S'more stations or tables are popular this year.


----------



## tigerwoman (Jul 18, 2002)

comfort food in both savory and sweet versions continue to be tres popular. On another catering forum we've seen alot of cool photos of smore stations from graham crackers clipped with a clothspin dipped in chocolate then marshmellow fluff and torched in front of the clients to stations such as yours using river rocks, or glass marbles in chafing pans with sterno for the guests to toast their creations. One creative caterer in Texas showed us a version of a smore station where they featured 5-6 types of marshmellows, along with a few tyes of chocolates (think andes candies, ghiradelli squares, etc) and had suggested combinations such as grasshopper - toasted marshmellow, andes mint chocolate and graham cracker, Almond Joy, toasted coconut marshmellow, dark chocolate and graham cracker, Banana Colada - toasted coconut marshmellow, chocolate, banana slice and graham cracker - of course the guests were free to make their own combinations but it got the creative juices flowing.
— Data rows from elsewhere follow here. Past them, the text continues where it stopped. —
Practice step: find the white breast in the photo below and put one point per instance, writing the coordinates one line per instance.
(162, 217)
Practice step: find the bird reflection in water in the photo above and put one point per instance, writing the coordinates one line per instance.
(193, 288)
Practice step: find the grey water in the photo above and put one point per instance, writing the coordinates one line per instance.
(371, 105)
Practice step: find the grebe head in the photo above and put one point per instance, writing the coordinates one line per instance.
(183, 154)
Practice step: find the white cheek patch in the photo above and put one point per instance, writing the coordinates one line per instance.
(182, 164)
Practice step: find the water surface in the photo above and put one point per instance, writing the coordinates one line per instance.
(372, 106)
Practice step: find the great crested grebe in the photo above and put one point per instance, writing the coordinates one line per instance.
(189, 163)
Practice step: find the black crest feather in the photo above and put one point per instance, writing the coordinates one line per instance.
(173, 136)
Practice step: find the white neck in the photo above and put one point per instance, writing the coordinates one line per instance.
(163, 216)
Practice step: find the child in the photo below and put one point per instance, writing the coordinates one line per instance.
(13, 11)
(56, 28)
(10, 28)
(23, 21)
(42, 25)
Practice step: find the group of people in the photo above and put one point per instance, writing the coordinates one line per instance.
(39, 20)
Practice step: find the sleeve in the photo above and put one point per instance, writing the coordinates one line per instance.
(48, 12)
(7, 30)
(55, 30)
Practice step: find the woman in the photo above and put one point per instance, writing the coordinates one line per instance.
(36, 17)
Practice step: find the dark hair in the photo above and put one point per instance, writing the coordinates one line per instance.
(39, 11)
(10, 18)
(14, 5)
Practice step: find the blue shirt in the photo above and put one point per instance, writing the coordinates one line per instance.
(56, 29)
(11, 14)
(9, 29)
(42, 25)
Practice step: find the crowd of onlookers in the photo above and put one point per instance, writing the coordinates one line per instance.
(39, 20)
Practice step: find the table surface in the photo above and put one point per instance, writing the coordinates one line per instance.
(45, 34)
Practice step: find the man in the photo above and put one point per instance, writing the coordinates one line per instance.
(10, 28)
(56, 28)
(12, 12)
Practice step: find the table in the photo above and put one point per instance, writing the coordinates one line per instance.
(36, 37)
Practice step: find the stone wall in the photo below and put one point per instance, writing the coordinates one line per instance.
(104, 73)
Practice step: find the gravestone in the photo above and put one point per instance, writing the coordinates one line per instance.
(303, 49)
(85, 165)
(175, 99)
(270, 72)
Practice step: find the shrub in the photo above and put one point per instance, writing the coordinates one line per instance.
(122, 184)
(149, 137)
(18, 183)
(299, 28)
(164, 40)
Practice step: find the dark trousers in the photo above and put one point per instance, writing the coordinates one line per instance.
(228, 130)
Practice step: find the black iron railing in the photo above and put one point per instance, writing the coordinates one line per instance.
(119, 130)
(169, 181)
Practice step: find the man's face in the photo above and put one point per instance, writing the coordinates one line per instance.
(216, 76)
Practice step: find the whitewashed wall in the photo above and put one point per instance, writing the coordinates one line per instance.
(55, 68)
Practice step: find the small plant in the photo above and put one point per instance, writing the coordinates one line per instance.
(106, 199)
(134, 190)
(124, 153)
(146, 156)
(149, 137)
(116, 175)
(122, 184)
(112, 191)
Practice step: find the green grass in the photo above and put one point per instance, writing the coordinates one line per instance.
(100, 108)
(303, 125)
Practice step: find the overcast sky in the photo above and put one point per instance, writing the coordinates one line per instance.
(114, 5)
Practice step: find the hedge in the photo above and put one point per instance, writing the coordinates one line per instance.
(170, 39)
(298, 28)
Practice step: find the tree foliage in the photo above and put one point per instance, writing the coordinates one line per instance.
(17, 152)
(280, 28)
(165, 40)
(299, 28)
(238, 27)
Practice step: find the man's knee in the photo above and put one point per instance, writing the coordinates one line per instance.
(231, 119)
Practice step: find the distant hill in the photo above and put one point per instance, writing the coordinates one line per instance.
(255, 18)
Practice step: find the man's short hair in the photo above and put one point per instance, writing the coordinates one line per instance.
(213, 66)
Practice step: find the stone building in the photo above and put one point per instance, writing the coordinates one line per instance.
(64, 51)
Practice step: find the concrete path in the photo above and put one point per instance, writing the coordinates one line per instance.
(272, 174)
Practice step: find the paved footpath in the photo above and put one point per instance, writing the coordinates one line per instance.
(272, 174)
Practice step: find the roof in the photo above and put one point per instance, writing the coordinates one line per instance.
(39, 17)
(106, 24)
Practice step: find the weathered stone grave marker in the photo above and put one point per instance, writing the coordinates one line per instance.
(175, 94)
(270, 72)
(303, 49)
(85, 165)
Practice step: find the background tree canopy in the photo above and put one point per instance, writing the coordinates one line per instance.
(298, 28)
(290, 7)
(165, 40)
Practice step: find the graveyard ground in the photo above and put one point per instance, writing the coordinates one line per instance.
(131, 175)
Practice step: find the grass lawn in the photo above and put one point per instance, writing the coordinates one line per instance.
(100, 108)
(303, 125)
Another caterer in Pennsylvania used small Habachi Burners like you might see at a chinese restaurant to allow guests to toast their own marshmellow.

And for those who don't want to or cann't use flames (even sterno)  One of my catering friends in Ct. dips marshmellows into chocolate, then into graham cracker crumbles and places those on dessert trays.   Smore bytes is what he calls them (no melting involved).

What did you offer on your smore station Julie?  and what did you use in between the sternos to fill in the pan


----------



## philip terry (Dec 11, 2011)

tigerwoman - which other forums were they?


----------



## shroomgirl (Aug 11, 2000)

Morton's rock salt.....the non-chemical kind went around and covered the sterno, I used the wick sterno.  shallow long slender pans.

coconut, chocolate, strawberry and vanilla mallows

mint choc, gharadelli squares, hershey bars broken up

regular and chocolate grahams

this was a church member appreciation 2-4pm on a Sunday for 250ish.....median age was 65-70 many were in their late 80s...90's

I was shocked that so many had never made s'mores before, actually they'd never heard of them.  So I had someone stand at the table to talk them through making them.

Cracker Jack table.....used parchment cones and stuck them in raw corn, had a large punch bowl of caramel corn (I use bourbon barrel aged sorghum).

Ice Cream Sandwiches, chocolate cookie with peppermint ice cream, oatmeal with eggnog ice cream, gingersnaps with strawberry ice cream

passed. 

Cookie/candy table..

Ways to do a low budget event: Have wow factors in decoration or in novel food/bev, keep ingredients inexpensive (buy instead of make) ie...high end party would have had handmade grahams/different handmade mallows/fancy chocolates......low end has fun bought for $1.25 mallows.    Look at self serve tables with some action.   Finger food with napkins escew plates all together...no piling treats like there is no tomorrow.  Coffee & punch.   Time it so it's only a smallish window of time.  Pass a couple things just to add interest.  Have it organized well so that nominal staff is needed.


----------